Lundi 6 juin au matin, des pick-ups de la Plateforme sont partis se positionner devant l’entrepôt, rapidement rejoint par des combattants de la CMA. Les échanges ont été très tendus. Ne parvenant pas à s’entendre avec la CMA, des combattants du GATIA ont ouvert les portes de l’entrepôt et ont laissé les gens piller les vivres. Hommes, femmes, enfants et même certains combattants de la CMA se sont précipités et se sont servis. « C’est le besoin qui a amené les gens à faire ça, surtout en ce début de ramadan. Ces aides sont destinées aux gens mais finalement, avec la CMA, il n’en bénéficie pas et quand c’est partagé les gens ne reçoivent que quelques kilos. J’espère que ça ne va pas continuer comme ça, les gens ont apprécié, mais ça ne doit pas continuer », déclare un commerçant.

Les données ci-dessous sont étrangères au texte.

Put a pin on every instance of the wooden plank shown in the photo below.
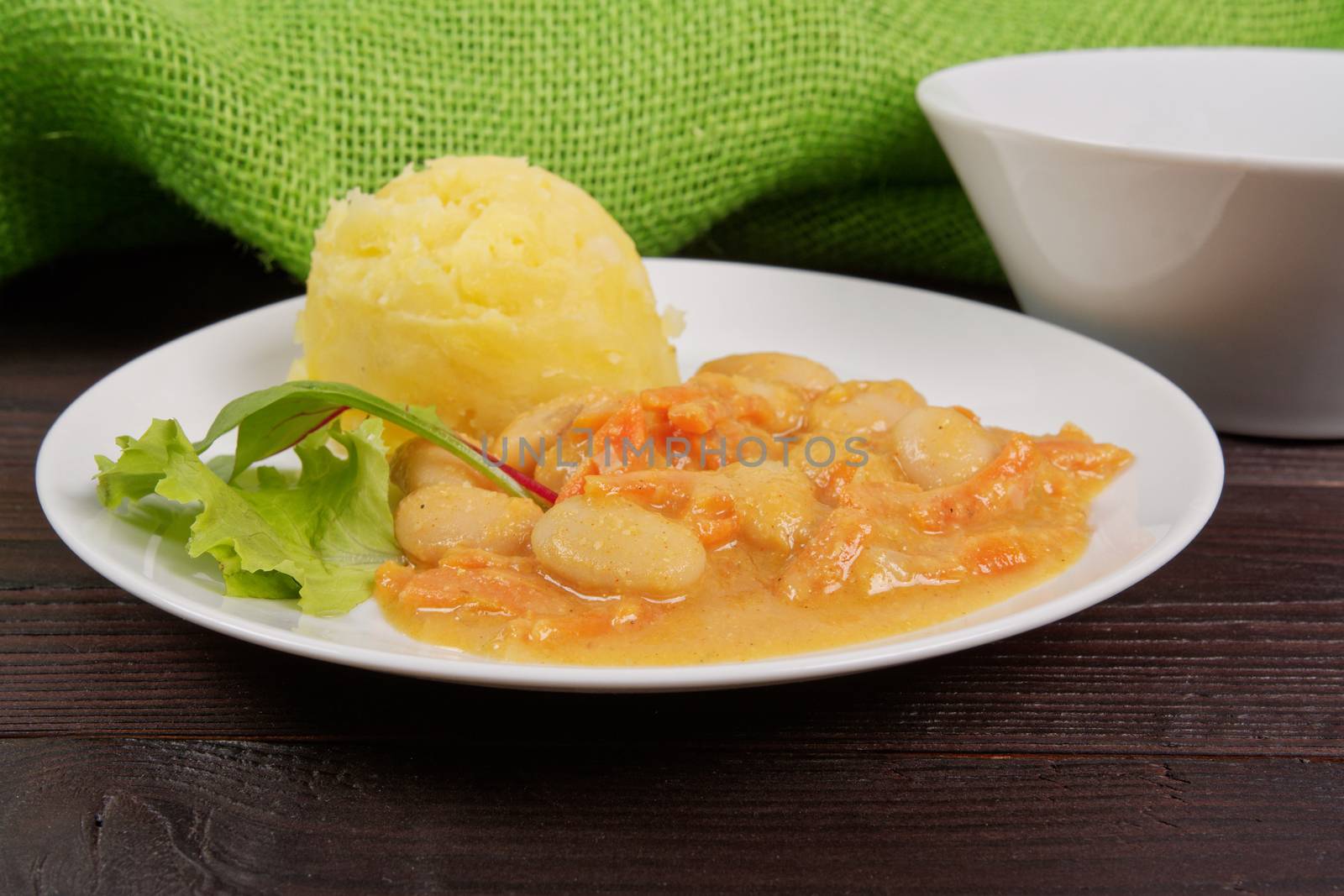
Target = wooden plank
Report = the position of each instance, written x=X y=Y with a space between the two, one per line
x=97 y=815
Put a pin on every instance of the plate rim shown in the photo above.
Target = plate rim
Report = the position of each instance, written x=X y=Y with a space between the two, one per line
x=613 y=679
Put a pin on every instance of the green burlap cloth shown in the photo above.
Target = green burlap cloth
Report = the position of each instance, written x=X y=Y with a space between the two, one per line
x=765 y=129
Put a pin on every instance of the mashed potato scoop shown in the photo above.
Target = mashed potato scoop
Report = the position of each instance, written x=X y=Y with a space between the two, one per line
x=483 y=286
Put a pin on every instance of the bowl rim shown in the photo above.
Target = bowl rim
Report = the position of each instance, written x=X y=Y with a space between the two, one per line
x=934 y=107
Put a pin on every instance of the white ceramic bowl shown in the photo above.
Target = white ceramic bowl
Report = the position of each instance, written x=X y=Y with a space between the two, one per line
x=1183 y=204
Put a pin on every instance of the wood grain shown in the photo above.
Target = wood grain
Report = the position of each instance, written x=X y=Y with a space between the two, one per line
x=257 y=819
x=1184 y=736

Une réunion devait se tenir vendredi dernier, entre les différents mouvements pour établir les mesures à prendre, dans la concertation. Cette réunion n’a pu avoir lieu et a été repoussée à une date ultérieure, les tensions demeurant très vive entre les deux mouvements. « la violence est contenue, mais si une coup de feu échappe entre eux, c’est la garantie d’un conflit », explique cette source. La Plateforme a créé, fin de semaine dernière, sa propre coordination qui s’occupera de l’aide humanitaire en parallèle à celle de la CMA. Les organisations humanitaires, sur le terrain, ne s’y retrouvent plus, ils sont à présent obligés de passer par deux commissions rivales, plus une autre association créée par le député de Tin-Essako, pour la gestion et l’acheminement des vivres. Sur place, la situation est très confuse, et certains organismes humanitaires menacent de suspendre leurs aides s’ils n’ont pas des garanties de pouvoir travailler de façon efficace et en toute sécurité.

Les tensions entre CMA et Plateforme se crispent à un moment où les pourparlers entre mouvement armés et gouvernement sont en dents de scie, concernamant l’application de l’Accord de paix et réconciliation, notamment sur les autorités intérimaires et la Désarmement, démobilisation et réintégration (DDR). De plus, la situation dans le région de Kidal reste fragile, depuis la mort de plus d’une dizaine de soldat appartenant à la mission onusienne et à l’opération barkhane. Ces derniers ont d’ailleurs entrepris, depuis plusieurs semaines, la construction d’un camp dans le fief même des djihadistes à Abeibara, « La pression mise par l’opération barkhane a permis d’arrêter de nombreux djihadistes, mais la situation est très tendu là-bas , des gens ont fui la zone, et à cause de l’action des forces françaises les djihadistes seraient en train de de se déplacer vers Tombouctou », conclut cette source.